Spotlight on CAB clients needing emergency accommodation
This Citizens Advice Bureau (CAB) report paints a disturbing picture of vulnerable children, families and individuals who are being left without the safety net of somewhere warm and safe to sleep for the night, sometimes after having asked for help from a government agency.
CAB acknowledges the complexities in this area – the bigger picture of the lack of availability of affordable housing, including social housing, as well as the fact that some evictions happen because people have breached tenancy agreements. To address these issues, CAB urges Government to redouble its efforts to increase our stock of affordable housing, reduce the waiting times for social housing and support existing tenants to remain housed. In the short term, CAB see a number of steps that could be taken immediately to strengthen our safety net and address some of the issues raised in this report.
Recommendations:
1. That Work and Income take responsibility for finding emergency accommodation for people who ask for help because they have nowhere suitable to live and no access to shelter. That, where there is no emergency accommodation available, Work and Income have access to funding to pay for other suitable temporary accommodation. This funding should be sufficient to provide temporary accommodation until adequate safe, secure and permanent housing can be accessed.

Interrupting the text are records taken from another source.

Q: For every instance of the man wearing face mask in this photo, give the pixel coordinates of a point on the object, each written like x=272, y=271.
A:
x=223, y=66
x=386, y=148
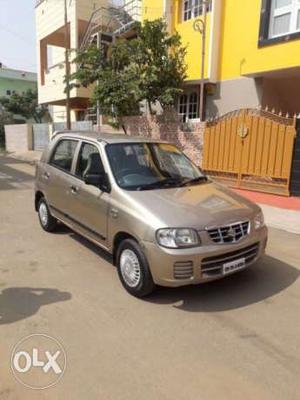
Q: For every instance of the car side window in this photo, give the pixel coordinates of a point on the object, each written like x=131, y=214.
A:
x=89, y=161
x=63, y=155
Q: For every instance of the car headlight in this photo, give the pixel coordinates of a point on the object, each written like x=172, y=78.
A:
x=177, y=238
x=259, y=220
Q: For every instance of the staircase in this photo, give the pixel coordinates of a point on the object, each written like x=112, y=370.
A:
x=112, y=21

2. That Work and Income and the Social Housing Assessment division of the Ministry of Social Development collaborate to ensure that people who are on the social housing register have suitable temporary accommodation while they wait for social housing.
3. That when Housing New Zealand wishes tenants or other residents to leave a Housing New Zealand property these people are supported (in collaboration with other government agencies) to find alternative accommodation that is safe, stable and affordable.
4. That one government agency be made responsible for an Emergency Accommodation Strategy. This would include co-ordinating the roles that different government agencies play; ensuring that government agencies are not themselves the drivers of homelessness but are part of the solution; monitoring the effectiveness of this strategy in preventing homelessness.